It sounds too crazy to work: To ward off diabetes in patients after they’ve had their pancreas removed, blenderize the organ while they’re lying on the operating table, and then infuse the mixture into their livers.
The procedure isn’t done too often — at most 200 times a year across the United States. Now, doctors at Brigham and Women’s Hospital, who have treated six patients in the past few years, are starting to see their first success cases.
The technique, called total pancreatectomy with islet autotransplantation, was pioneered by doctors at the University of Minnesota in 1977. It’s slowly catching on to treat patients who have a chronically inflamed pancreas removed — a surgery that eases their pain, but leaves them with brittle diabetes and dangerous swings in blood sugar, because they can no longer produce insulin. Infusing a slurry made from their pancreas cells helps at least some of these patients produce insulin again.
“It still seems like magic to me,” said Dr. Gregory Beilman, chairman of the surgery department at the University of Minnesota, “and I’ve been doing it 20 years.”
It felt pretty magical to Karen Grippen, too. Now 53, she had been living with “gut-wrenching” abdominal pain from an inflamed pancreas for years before getting the treatment at the Brigham last year. Grippen is now pain-free and is able to manage her diabetes with just one dose of insulin per day.
“I’m a very lucky lady,” she said.
Here’s how the procedure works: Starting early in the morning, Dr. Thomas Clancy, a surgical oncologist at the Brigham, removes the patient’s pancreas, gallbladder, and duodenum, a section of the small intestine. Then Dr. Sayeed Malek, clinical director of transplant surgery, cuts the pancreas away from the other organs, flushes out the blood, and places the pancreas into a jar inside a cooler full of ice. He grabs the cooler by the handle and heads to Massachusetts General Hospital, which has the equipment and expertise to handle the hardest part of the procedure: isolating the islet cells, which produce insulin.
To get there, he usually hails a cab: “You want to get there as soon as possible,” Malek said.
Inside the Mass. General lab, a four-person team takes the organ. They use an enzyme to digest the pancreas and isolate the islets.
Once the cells are isolated, he said, “they’re basically blenderized into a shake.”
The islets get mixed with a blood thinner called heparin and placed into a bag. That goes back into the jar, into the cooler — and back in a taxicab.
Meanwhile at the Brigham, Clancy has been working to reconnect the digestive system after the surgery. He said the timing usually works out so that when Malek returns, the patient is ready for the next step: accepting the blenderized pancreas back into the body.
Malek hangs an IV bag and lets the cells drip into the portal vein that leads to the liver. That’s a crucial moment: If the solution is highly viscous, the patient risks getting a blood clot and requiring long-term anticoagulation, he said.
If all goes well, the islet cells enter the liver, set up shop there, and begin producing insulin again.
The University of Minnesota has now performed more than 600 such procedures, he said.

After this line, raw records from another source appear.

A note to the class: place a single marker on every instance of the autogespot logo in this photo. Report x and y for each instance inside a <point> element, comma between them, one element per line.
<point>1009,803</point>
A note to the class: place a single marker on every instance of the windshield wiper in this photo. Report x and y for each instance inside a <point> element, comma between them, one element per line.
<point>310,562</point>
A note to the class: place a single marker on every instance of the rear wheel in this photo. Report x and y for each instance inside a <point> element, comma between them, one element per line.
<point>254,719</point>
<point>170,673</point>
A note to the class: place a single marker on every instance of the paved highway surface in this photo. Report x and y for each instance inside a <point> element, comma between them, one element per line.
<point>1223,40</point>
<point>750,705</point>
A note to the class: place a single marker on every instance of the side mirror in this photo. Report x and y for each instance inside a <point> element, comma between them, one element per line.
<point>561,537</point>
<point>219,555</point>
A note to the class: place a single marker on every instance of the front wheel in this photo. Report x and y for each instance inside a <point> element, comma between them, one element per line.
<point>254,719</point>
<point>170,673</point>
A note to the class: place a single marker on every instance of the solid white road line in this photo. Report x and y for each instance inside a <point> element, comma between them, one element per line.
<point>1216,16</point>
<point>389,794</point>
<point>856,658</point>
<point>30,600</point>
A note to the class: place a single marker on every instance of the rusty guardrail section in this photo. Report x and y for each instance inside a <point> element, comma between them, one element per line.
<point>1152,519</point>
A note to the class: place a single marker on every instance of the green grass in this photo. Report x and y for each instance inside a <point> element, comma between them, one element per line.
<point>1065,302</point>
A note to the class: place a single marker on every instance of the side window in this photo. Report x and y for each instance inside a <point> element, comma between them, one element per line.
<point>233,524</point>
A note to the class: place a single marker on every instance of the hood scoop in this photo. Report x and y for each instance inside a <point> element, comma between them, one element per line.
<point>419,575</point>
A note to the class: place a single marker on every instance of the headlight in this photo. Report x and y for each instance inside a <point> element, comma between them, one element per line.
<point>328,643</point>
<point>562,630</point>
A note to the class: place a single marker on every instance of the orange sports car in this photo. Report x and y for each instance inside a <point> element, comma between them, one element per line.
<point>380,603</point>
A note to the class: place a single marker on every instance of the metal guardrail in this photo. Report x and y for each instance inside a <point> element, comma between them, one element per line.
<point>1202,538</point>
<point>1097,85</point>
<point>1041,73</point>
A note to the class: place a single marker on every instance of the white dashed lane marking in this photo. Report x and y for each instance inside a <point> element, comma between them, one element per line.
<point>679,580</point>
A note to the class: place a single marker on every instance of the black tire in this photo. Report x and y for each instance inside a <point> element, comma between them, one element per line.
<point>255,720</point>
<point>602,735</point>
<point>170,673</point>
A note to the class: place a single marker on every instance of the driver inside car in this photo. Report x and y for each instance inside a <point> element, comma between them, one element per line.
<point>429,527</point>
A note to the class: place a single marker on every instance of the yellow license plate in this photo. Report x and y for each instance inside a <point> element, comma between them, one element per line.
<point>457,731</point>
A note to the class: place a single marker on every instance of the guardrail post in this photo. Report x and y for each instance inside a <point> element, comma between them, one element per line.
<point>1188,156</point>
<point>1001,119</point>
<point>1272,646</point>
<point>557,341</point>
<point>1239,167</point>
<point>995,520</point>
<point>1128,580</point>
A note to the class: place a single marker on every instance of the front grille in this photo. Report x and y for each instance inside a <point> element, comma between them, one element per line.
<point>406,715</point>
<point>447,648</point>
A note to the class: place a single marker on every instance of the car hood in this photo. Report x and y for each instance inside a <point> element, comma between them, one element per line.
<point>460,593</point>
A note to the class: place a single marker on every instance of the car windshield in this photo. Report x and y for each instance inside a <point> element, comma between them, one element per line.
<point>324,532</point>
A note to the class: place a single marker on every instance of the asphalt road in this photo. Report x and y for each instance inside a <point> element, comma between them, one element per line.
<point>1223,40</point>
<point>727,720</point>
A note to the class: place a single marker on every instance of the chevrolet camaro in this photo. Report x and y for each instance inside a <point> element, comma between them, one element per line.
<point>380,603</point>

They’re fairly successful, but not universally so: Three years after the operation, a third of patients live free of insulin because their islets are working so well, Beilman and fellow researchers found. A third have partial function of islets, needing some insulin, and a third are insulin dependent, the study found.
Grippen had the operation after five years debilitating abdominal pain, coupled with vomiting, fevers, and sweat. The pain felt like being gouged through the stomach by a metal chair leg, she said. The first time it happened to her, it knocked her down so hard she couldn’t call 911.
Doctors couldn’t figure out what was wrong, except that it got worse when she ate, Grippen said. She had several surgeries that didn’t help much. At times, she relied on narcotics such as oxycodone and morphine.
“I didn’t think I was going to live,” she said.
So when Grippen heard about the islet cell transplant program, she jumped at the chance. Not everyone can have the procedure: Patients have to be able to produce insulin in the first place, and they have to have exhausted other options, such as a partial removal of the pancreas, said Clancy. A team at the Brigham, including a social worker, gastroenterologist, endocrinologist, pain psychiatrist, and case manager, help surgeons screen patients and manage each case.
Grippen passed the screening. In January 2015, she rolled into an operating room at the Brigham for a 15-hour operation.
She said she felt good about the surgery — though she was worried about Dr. Malek taking her pancreas through Boston traffic in a taxi: “What if it gets in an accident?”
“I wanted him to take the duck boat,” she quipped.
Grippen said the surgery wasn’t easy — she had lingering surgical pain for four months, and had to take seven months off from work. But now she’s back on the job as a manager at a state agency, and is able to eat without pain. Last year, she ate a Thanksgiving dinner complete with turkey, mashed potatoes, and green beans — her first in five years.
“I feel like I have a new life,” she said.